Last spring, actress, documentary film producer, and equal rights advocate Laverne Cox was scheduled to come to campus for the IU Arts & Humanities Council’s Indiana Remixed event. Due to the strike of the COVID-19 pandemic, many of these exciting events, including Cox’s appearance at the IU Auditorium, were postponed or canceled.
What is Cox doing now? How do we keep up with her work?
Something to check out is the newest Netflix original documentary produced by Laverne Cox, Disclosure, featuring prominent trans artists and creatives such as Cox, Candis Cayne, Tiq Milan, and Yance Ford, among others. It takes viewers through the history of trans representation in media and film. As these various guest speakers tell personal stories and comment on their own media consumption, a problematic correlation between trans people and violence, humor, and fear, etc., is revealed.

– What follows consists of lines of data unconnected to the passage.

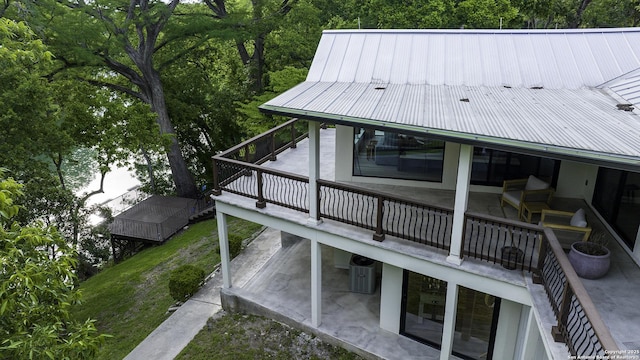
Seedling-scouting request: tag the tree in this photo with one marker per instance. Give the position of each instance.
(264, 17)
(37, 289)
(123, 38)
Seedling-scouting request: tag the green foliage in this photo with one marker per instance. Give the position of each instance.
(185, 281)
(486, 14)
(130, 299)
(37, 290)
(254, 122)
(235, 245)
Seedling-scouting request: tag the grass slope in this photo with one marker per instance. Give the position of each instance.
(240, 337)
(129, 300)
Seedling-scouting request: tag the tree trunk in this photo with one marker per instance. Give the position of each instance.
(182, 178)
(578, 19)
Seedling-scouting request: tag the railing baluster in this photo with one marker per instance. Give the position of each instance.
(216, 184)
(260, 203)
(273, 147)
(293, 136)
(558, 331)
(379, 235)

Laverne Cox’s character on the groundbreaking show “Orange Is the New Black,” as well as the advent of “Pose,” written and directed by Black trans artists, helped to transform trans storytelling. But these shows only came after years of misrepresentation that have affected the lives of trans people outside of Hollywood portrayal and informed the stereotypes that continue to plague society.
At the end of the documentary, Cox mentions the importance to “defeat policies that scapegoat us, policies that discriminate against us, that dehumanize us. Because until that happens, all that energy from the silver screen won’t be enough to better the lives of trans people off the screen.”
I believe a key message to take away is that we must educate ourselves about both underrepresentation and misrepresentation. Unfortunately, these two phenomena tend to coincide with one another. Now is the time to understand how, why, and what we can do to change this.